L’incisività dei numeri potrebbe far apparire quantitativa la differenza tra i nasi delle due specie ma non è affatto così, poiché tra le straordinarie capacità olfattive del cane e le nostre sussistono differenze sia quantitative che qualitative, che rendono il tartufo – è questo il nome esatto del naso del cane – un congegno davvero straordinario. Si pensi anche solo alla sua “architettura”: la forma del tartufo fa sì che l’aria inspirata e l’aria espirata seguano percorsi diversi, per evitare reciproche contaminazioni (l’aria espirata viene convogliata lateralmente rispetto ad ogni narice, mentre l’aria inspirata viene convogliata al centro) e la canna nasale è strutturata in modo da percepire odoranti a diversa volatilità.
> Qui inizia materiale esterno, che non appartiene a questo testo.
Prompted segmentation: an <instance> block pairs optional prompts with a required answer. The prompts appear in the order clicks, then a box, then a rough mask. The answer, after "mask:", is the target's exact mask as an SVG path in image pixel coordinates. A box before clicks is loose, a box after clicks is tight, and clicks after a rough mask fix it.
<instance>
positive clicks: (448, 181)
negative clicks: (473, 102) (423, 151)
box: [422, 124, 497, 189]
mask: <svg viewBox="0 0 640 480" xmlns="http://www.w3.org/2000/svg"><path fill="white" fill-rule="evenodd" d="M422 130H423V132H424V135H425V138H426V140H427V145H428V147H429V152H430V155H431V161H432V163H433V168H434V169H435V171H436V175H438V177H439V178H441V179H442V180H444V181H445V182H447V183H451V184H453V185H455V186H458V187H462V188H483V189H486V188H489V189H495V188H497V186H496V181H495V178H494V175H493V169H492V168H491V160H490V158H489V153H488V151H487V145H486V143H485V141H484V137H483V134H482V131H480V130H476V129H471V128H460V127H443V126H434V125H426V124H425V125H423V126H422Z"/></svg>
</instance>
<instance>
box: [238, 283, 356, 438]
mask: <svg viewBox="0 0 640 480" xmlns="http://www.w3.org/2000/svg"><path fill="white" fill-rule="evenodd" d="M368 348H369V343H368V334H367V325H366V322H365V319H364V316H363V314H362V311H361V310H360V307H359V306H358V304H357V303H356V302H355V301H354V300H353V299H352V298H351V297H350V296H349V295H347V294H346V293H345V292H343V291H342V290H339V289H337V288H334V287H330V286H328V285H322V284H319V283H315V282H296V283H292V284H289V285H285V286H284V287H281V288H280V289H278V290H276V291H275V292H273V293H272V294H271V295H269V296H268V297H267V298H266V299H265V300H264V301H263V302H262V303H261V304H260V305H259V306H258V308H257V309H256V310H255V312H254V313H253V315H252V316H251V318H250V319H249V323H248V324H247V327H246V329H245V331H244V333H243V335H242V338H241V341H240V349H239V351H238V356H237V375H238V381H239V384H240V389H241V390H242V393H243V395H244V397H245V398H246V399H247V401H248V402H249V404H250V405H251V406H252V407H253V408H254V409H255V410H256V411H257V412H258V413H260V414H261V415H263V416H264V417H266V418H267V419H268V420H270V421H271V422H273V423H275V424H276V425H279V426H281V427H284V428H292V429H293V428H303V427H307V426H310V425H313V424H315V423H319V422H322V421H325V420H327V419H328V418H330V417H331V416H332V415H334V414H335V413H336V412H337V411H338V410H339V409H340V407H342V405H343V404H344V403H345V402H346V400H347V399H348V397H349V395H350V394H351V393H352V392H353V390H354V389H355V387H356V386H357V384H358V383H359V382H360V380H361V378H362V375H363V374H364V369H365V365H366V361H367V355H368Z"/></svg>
Inoltre, per quanto riguarda la capacità del cane di seguire le tracce (di una preda in movimento ma non solo), essa è dovuta al fatto che ogni narice canina è deputata alla percezione di una distinta regione spaziale (la destra e la sinistra), per cui il cane localizza immediatamente la provenienza un odore e modifica continuamente la direzione del suo percorso di ricerca in base ad essa (tale attitudine è resa possibile dal fatto che ciascuna delle narici del cane è più piccola della distanza che la separa dall’altra).

Fiuto investigativo

 

In buone condizioni ambientali, un cane riesce ad identificare odori “depositati” fino a sei settimane prima, specialmente nelle prime ore serali.
La razza influenza la capacità olfattiva ed anche la modalità con cui il cane annusa. I cani col muso schiacciato (carlini, pechinesi, boxer, bulldog ecc.) – avendo le vie respiratorie schiacciate – olfattivamente sono meno dotati dei cani equipaggiati di musi più lunghi ed esistono razze a teleolfatto e razze a megaolfatto.
Le razze a teleolfatto (i cani da caccia, ad esempio) annusano, inspirando profondamente, grandi quantità d’aria (i loro seni frontali sono più ampi rispetto a quelli di altre razze) e si addentrano nell’immaginario “cono” dell’odore di interesse, ne seguono l’intensità sempre maggiore e riescono alla fine a localizzare la sua origine (che coincide col punto in cui l’intensità dell’odore è massima). Le razze a megaolfatto (per esempio i famosi bloodhound) effettuano invece annusate brevi e ritmiche alla ricerca di particelle olfattive (sono dotate di seni frontali più piccoli).

Le straordinarie capacità olfattive del cane lo rendono l’aiutante ideale in numerose circostanze, ad esempio nella ricerca di dispersi o di prodotti particolari, si pensi agli stupefacenti, alle banconote o agli esplosivi. Alcuni studi affermano che i cani sono in grado di percepire la presenza di tumori colon-rettali e di altre patologie (sulla base del già citato volaboloma) e questa capacità in futuro potrebbe essere usata proprio a scopo diagnostico.

Oggi abbiamo la possibilità di servirci dell’fiuto del cane nei contesti più vari ma dobbiamo anche ammettere che il lupo – addomesticato in tempi antichissimi, parallelamente, in diverse regioni del globo e diventato così Canis lupus familiaris – ha ricoperto un ruolo molto importante nell’intero corso della civiltà umana. Condividendo pienamente il pensiero del veterinario e scrittore triestino Alessandro Paronuzzi, mi preme aggiungere che, proprio per questo, la nuova civilizzazione auspicata alla fine dell’Ottocento da Victor Hugo («Per prima cosa, fu necessario civilizzare l’uomo in rapporto all’uomo. Ora è necessario civilizzare l’uomo in rapporto alla natura e agli animali») dovrebbe partire proprio dal cane.